И эта любовь животных к нему…
Раз он так понимает мое и так свое пишет — мы что, парой впряжены в колесницу? И тут, в Коктебеле, набираем с ним — «материал»? А в этой поездке я под его рукой, как под шатром. (Как трудно понять все: я ему — мать, а он мне — врач, отец, что ли? Это как-то ни на что не похоже…)
…И эта, уже 14 месяцев, моя (невралгия на почве остеохондроза шейных позвонков) постоянная головная боль, которой и он тоже не может помочь? Как же это иначе понять, чем Богом посланная болезнь, и ей только одно лечение — терпение?..
Но как нежно карает Бог, милостиво испытывает: боль, но при ней я могу писать, от нее отвлекаюсь — дружбой, встречей с друзьями, радостью о собаке… Правда, я отмечаю в себе некую приглушенность чувств — ведь волнения от встречи с бухтою Коктебеля, с морем, где была и счастлива, и несчастлива на протяжении долгих лет, — волнения во мне — нет? Или только человек может меня взволновать, а природа — уже нет? Или эта немота — не от болезни, а только от возраста? А тот поэт с бакенбардами[207] — неужели забыл сказать обо мне Мусе Изергиной? Не идет ведь… А мне — к ней с постоянной заботой о смене обуви по такой дороге… И вдруг не застану, а может быть, она — в доме, а Джим — пес ее, когда-то щенком у меня на коленях — не узнает у калитки меня, бросится? Вот и вспомнишь тут телефоны московские, которые там выключаешь! Как бы включить от Муси ко мне — теперь… Но пока еще есть время — ее ждать!

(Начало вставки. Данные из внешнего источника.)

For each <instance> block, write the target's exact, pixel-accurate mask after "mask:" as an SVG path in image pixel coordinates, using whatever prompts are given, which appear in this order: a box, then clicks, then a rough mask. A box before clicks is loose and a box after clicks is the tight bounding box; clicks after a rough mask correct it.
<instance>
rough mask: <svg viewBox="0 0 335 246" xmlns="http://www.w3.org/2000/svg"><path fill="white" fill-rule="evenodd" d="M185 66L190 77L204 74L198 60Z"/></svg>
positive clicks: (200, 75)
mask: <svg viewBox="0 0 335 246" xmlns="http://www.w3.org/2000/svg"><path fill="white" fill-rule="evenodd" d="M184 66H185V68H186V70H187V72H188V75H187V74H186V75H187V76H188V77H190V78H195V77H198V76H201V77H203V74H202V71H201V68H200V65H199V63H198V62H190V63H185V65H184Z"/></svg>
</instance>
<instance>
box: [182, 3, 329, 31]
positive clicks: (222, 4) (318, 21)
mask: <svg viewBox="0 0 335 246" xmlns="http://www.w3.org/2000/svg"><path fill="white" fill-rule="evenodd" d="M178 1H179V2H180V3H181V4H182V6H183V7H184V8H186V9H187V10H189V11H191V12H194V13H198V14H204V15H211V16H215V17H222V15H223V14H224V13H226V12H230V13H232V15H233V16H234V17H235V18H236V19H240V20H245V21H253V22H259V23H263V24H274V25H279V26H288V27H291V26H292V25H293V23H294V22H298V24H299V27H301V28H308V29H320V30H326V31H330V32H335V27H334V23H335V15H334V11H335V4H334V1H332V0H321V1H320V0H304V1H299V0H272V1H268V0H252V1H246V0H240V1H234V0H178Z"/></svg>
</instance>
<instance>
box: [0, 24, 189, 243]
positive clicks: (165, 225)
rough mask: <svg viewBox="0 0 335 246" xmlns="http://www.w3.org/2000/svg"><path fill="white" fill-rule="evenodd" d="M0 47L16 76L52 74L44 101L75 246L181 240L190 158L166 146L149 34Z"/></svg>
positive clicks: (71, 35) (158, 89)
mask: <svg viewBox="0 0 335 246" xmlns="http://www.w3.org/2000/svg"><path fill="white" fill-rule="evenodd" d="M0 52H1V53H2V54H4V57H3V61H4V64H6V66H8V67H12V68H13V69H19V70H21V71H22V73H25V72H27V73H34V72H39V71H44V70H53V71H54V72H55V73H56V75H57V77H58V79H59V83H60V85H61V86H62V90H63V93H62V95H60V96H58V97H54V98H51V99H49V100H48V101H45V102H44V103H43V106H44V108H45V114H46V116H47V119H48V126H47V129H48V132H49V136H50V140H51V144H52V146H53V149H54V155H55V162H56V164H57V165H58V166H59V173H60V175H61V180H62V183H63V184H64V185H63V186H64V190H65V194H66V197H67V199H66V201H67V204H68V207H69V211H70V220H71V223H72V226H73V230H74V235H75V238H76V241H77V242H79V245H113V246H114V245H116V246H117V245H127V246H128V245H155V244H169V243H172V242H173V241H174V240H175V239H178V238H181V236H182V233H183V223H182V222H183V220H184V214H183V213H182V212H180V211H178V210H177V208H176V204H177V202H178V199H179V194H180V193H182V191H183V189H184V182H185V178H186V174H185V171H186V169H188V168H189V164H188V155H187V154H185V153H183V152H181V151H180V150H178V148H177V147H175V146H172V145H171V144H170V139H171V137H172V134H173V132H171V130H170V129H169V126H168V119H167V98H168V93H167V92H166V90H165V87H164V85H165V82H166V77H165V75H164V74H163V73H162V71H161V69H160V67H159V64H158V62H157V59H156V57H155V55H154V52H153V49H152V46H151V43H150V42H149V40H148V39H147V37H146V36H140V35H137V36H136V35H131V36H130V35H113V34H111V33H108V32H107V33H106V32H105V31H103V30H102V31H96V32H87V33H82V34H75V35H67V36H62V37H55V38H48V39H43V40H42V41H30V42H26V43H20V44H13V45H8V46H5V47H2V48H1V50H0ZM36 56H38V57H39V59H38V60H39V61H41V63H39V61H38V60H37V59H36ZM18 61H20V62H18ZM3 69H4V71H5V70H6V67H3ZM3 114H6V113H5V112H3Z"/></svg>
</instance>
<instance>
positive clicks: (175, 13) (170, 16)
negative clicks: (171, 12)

И как всё — нельзя, чего ни захочешь — телевидение, «фильм», — а ведь никто из начальства к нам не пришел. В доме-музее Макса про безобразие со столом Макса сказать некому и придется действительно в крымский центр, в газету писать! И кому, как не мне, — нас, друзей Макса, почти уже не осталось! И на вышку нельзя, откуда в 1914 году на затмение солнца смотрели за десяток дней, помнится, до начала войны[208], — «запечатана» вышка; и в летний кабинет Максин — нельзя, где он прятал в войну гражданскую «и белого офицера, и красного командира», как сказано в его «Доме Поэта»[209], — Макс любил повторять строки поэта французского: «Je suis cet harpiste qui passe au milieu des armees» («Я тот арфист, который проходит между армиями»[210]). А как точно пишется слово «арфист», я забыла, не помню… Рука, наверное, сама помнит — любопытно проверить… (Годы уже не читаю ни по-французски, ни по-английски, ни по-немецки, а как я любила — какой, не решить, больше, — эти три языка.) Летний кабинет, наш, где я при Марии Степановне отважилась переспать в 6°, — а у Таиах спал Алеша Шадрин, «мое последнее земное очарование», в 78 лет[211]… Он спешил мне — букет роз в день рождения, шел долго пешком, автобуса не было, он был на 16 лет моложе меня… седой красавец! (Умер от заболевания крови. Мне написал из обеих последних больниц.)